Not knowing who to turn to, some of the mental health consumers became homeless or joined the ranks of suicide victims, committed crimes or ended up in jail. Some consumers found support and love from family and friends who sought to find out about their loved ones’ illnesses. While others, including myself, began the informational journey towards recovery.

People with physical illnesses are not stigmatized. Why are the mentally ill treated any differently? Why are there no road maps or directions towards recovery immediately following a psychiatric hospitalization?

Who can answer these questions? Please step forward. Answers and help are long overdue!

I am one of the lucky ones. NAMI saved my life!!


Kentucky's Gain Our Loss

Paul and Marcia Garatt, were recognized at this year’s NAMI national convention, as among those who taught the most Family-to-Family classes. Since they started teaching in 1999, they have taught 13 classes in 5 locations, graduating 211 students. As a team, they taught 10% of all our graduates between 1999 and 2002. (From 1996-2003, 2057 students in 141 classes graduated.) In addition, they were part of a pilot program, based on the Family-to-Family Course, that trained mental health providers within the area programs.

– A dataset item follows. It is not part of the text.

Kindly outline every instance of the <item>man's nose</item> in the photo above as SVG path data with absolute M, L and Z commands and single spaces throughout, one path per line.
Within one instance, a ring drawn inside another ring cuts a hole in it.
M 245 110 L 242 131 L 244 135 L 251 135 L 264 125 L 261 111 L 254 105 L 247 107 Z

The Garatts exemplify the grassroots nature of NAMI. We know wherever they go, they will make a tremendous impact on the thousands of new friends they will make.

As they move to Kentucky to be closer to family, we wish them well.

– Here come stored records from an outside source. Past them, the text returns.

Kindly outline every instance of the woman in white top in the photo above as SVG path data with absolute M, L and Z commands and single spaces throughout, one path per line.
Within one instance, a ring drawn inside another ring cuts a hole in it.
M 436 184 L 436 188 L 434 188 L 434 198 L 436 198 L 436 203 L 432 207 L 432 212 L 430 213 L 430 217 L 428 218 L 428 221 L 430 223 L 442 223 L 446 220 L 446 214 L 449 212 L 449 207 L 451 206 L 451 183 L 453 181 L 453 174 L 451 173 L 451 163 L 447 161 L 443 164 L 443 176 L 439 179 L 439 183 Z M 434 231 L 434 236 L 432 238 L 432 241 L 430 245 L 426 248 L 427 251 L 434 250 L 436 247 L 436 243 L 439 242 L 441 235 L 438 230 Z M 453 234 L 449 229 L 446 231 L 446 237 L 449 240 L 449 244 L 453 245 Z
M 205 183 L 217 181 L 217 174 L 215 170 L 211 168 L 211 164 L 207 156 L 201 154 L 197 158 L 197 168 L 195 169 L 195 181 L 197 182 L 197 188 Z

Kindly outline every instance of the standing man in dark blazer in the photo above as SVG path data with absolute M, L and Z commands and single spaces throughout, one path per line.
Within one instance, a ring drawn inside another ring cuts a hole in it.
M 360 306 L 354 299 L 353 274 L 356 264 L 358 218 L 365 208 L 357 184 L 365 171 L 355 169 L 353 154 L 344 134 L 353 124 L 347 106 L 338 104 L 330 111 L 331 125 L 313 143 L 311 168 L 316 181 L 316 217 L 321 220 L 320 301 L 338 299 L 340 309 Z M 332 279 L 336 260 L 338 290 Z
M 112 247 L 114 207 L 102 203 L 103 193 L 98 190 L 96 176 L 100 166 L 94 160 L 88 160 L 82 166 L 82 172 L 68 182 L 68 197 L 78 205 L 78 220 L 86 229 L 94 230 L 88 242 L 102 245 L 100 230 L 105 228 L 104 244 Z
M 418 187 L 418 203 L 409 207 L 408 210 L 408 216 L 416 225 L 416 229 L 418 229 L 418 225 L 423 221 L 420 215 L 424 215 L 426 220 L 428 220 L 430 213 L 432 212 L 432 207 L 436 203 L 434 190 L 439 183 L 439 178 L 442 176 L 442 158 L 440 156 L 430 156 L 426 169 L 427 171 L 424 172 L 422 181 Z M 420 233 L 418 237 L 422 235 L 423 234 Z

Mental Health: Culture, Race and Ethnicity
1999 supplement,Surgeon General’s Report on Mental Health

Disproportionate numbers of African Americans are represented in the most vulnerable segments of the population—people who are homeless, incarcerated, in the child welfare system, victims of trauma—all populations with increased risks for mental disorders.

As many as 40 percent of Hispanic Americans report limited English-language proficiency. Because few mental health care providers themselves are Spanish-speaking, most Hispanic Americans have limited access to ethnically or linguistically similar providers.

The suicide rate among American Indians/Alaska Natives is 50% higher than the national rate; rates of co-occurring mental illness and substance abuse (especially alcohol) are also higher among youth and adults in this group. Because few data have been collected, the full nature, extent, and sources of these disparities remains a matter of conjecture.

Asian-Americans/Pacific Islanders who seek care for a mental illness often present with more severe illnesses than do other racial or ethnic groups. This, in part, suggests that stigma and shame are critical deterrents to service utilization. It is also possible that mental illnesses may be undiagnosed because they are expressed in symptoms of a physical nature.